Shrimp, Jícama, and Apricot Salad

Info

Rating
Calories
582.0
Protein
17.0
Sodium
15.0
Fat
9.0

Ingredients

1 lb large shrimp in shells (about 22 to 24), peeled and deveined
1/4 cup seasoned rice vinegar
1/2 teaspoon minced garlic
1/2 teaspoon minced peeled fresh ginger
2 tablespoons vegetable oil
1 lb jicama, peeled and cut into 1/8-inch-thick matchsticks
1 seedless cucumber*, cut into 1/8-inch-thick matchsticks
3/4 lb firm-ripe apricots (4 large), cut into 1/4-inch-thick wedges
1/4 cup chopped fresh cilantro

Directions

  1. Halve shrimp lengthwise by cutting down middle of backs and cook in a saucepan of boiling salted water, stirring occasionally, until just cooked through, 1 to 2 minutes.
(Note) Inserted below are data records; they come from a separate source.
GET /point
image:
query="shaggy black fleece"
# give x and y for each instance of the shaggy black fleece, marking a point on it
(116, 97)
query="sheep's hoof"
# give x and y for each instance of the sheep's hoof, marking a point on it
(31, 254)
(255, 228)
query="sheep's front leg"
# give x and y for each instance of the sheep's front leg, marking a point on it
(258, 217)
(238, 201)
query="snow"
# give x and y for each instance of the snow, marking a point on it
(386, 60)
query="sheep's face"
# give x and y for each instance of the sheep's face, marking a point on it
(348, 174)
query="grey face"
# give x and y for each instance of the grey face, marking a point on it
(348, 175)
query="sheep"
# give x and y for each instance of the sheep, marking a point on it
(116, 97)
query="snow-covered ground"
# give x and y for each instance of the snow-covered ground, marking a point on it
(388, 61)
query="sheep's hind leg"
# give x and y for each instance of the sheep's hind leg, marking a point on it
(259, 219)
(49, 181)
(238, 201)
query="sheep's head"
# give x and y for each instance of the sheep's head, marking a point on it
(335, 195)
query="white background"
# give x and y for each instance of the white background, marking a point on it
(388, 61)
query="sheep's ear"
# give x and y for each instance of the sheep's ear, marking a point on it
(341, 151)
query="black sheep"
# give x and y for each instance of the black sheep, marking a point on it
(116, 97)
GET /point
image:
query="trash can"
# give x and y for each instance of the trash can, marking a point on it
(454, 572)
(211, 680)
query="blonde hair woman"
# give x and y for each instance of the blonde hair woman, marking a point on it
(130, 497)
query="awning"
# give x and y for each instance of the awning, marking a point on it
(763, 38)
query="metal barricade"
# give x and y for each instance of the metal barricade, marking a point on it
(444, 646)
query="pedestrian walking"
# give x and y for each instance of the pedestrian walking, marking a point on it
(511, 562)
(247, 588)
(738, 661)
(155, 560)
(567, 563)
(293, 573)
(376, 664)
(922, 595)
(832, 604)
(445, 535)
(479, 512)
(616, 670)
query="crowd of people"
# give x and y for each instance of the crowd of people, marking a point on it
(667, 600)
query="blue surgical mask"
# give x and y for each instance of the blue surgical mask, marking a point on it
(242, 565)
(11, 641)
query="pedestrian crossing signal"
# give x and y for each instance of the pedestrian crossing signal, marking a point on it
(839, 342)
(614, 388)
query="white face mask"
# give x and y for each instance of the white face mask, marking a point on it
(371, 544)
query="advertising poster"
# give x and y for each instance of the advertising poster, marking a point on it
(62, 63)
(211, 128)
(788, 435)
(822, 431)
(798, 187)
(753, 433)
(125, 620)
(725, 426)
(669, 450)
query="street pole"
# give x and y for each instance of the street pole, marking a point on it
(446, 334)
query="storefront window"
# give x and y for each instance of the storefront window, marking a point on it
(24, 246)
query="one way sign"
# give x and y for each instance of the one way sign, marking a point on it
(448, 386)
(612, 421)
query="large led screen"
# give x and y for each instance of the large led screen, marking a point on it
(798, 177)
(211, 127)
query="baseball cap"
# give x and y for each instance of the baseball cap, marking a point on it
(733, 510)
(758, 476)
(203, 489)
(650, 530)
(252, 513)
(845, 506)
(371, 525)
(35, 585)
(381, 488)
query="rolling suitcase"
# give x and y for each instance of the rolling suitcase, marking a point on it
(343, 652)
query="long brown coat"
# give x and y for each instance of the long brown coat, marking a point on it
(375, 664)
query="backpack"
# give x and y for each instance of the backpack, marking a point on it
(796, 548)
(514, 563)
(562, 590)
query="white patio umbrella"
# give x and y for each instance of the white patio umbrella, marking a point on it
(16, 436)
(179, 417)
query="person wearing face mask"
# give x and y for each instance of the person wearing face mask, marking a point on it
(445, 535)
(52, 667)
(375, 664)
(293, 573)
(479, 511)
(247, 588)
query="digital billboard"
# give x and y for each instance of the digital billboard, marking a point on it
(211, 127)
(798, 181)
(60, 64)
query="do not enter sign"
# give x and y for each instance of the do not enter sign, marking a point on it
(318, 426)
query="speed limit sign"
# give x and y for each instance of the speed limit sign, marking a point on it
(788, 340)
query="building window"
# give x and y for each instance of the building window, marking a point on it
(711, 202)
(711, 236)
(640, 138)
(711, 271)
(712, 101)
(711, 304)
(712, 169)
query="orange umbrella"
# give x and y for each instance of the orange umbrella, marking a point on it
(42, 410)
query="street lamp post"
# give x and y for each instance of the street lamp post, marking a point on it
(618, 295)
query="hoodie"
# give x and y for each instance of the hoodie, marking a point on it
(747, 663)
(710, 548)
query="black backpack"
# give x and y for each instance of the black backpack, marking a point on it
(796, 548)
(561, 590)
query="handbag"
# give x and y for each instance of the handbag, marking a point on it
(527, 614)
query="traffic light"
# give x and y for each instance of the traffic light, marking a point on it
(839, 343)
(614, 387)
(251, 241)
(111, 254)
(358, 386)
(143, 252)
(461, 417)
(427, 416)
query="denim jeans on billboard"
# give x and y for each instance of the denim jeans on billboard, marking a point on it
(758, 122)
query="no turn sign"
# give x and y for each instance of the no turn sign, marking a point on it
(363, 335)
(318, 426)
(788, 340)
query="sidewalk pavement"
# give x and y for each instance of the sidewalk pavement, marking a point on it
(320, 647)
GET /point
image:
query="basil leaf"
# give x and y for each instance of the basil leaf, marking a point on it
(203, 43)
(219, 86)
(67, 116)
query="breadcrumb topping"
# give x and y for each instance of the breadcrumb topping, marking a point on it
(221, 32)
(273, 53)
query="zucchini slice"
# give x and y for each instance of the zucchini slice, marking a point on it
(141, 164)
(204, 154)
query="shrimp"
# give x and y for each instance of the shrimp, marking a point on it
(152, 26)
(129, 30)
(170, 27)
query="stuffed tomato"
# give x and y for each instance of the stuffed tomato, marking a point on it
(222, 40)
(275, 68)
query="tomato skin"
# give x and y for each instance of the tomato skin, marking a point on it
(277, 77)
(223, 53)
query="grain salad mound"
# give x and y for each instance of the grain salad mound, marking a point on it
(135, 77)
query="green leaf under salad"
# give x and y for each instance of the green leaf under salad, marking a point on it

Drain in a colander and spread on a large plate to cool.
  2. Whisk together vinegar, garlic, ginger, and oil, then add shrimp and remaining ingredients and toss to combine well. Season salad with salt and pepper.
  3. These long, narrow cucumbers are often marketed as "European" and are usually sold in plastic wrap to protect their thin, delicate, unwaxed skin.